Ante el agravamiento de la situación que afecta a los pueblos de la ribera del Paraná, el presidente de la República, Federico Franco, dictó un decreto que declara en situación de emergencia por 90 días a los departamentos de Alto Paraná, Misiones y Ñeembucú, afectados por la riada del Paraná.
El doctor Augusto Paiva, secretario privado de la Presidencia, informó que el Ministerio de Hacienda, transferirá 10.000 millones de guaraníes de su presupuesto a la SEN, para el auxilio inmediato a los damnificados. Paiva resaltó que, en la fecha, otros 500 kits de víveres serán trasladados al Ñeembucú, para proseguir con la asistencia de las familias evacuadas.
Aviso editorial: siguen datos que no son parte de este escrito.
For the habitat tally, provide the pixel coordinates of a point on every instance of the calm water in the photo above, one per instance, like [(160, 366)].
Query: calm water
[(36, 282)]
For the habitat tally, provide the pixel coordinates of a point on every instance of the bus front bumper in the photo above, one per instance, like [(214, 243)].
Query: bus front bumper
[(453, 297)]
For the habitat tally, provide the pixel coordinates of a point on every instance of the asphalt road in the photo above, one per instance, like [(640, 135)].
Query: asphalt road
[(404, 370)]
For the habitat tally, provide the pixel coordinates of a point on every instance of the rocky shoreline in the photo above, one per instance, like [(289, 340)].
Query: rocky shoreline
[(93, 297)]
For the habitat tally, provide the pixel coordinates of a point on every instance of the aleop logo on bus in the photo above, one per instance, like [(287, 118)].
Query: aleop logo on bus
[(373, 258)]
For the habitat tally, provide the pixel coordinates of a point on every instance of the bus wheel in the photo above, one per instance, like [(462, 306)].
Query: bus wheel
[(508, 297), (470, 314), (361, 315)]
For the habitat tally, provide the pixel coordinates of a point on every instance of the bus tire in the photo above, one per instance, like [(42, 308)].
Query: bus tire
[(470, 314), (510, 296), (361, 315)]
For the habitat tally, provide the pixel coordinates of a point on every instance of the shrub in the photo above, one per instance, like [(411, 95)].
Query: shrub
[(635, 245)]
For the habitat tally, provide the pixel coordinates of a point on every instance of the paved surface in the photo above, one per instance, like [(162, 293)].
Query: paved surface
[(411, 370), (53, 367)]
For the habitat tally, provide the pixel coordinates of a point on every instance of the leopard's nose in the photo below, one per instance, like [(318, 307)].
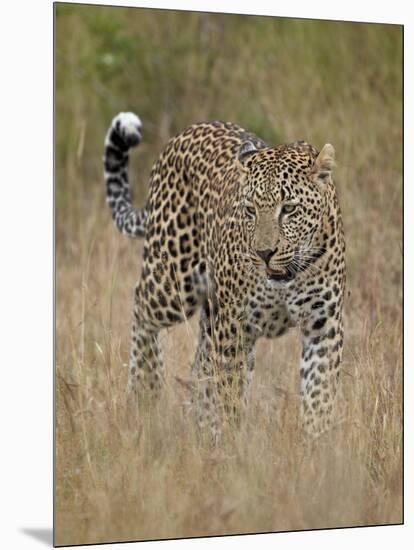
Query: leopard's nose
[(265, 254)]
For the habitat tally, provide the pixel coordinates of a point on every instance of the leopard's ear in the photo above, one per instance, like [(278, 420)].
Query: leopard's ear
[(247, 148), (323, 165)]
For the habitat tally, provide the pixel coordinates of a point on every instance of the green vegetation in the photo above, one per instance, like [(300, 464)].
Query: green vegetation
[(285, 80)]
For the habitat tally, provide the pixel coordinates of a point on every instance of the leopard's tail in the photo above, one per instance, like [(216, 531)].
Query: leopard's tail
[(124, 133)]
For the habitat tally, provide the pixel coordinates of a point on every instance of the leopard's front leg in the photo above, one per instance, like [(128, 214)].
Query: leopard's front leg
[(322, 339), (223, 368)]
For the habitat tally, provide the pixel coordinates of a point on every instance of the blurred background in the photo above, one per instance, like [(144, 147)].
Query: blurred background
[(283, 79)]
Asimismo, se dispuso que el Ministerio de Salud refuerce el parque de medicamentos que dispone la Región Sanitaria del Ñeembucú. El decreto presidencial alienta la posibilidad de cooperación de organismos internacionales como la Cruz Roja, el Banco Mundial de Alimentos y la Oficina de Desastres de los EE.UU., organizaciones que muestran preocupación por la situación de los sureños y realizarán una evaluación de los daños para asistir a los damnificados.
En toda la zona ribereña se realizan grandes esfuerzos para tratar de salvar los animales que quedaron atrapados en islas y la zona del carrizal.
A pesar del auxilio con lanchas e improvisadas balsas, se puede hablar de una gran mortandad de animales y ya no existen terrenos disponibles para la subsistencia de aquellos que han sido rescatados de las aguas. Momentáneamente, los vacunos son instalados en tramos de caminos vecinales que no han sido inundados, esperando que en los días venideros descienda el nivel del río y puedan retornar a su hábitat cotidiano.
Los distritos más castigados por la riada del Paraná son: Cerrito, Villalbín, Mayor Martínez, General Díaz y Paso de Patria.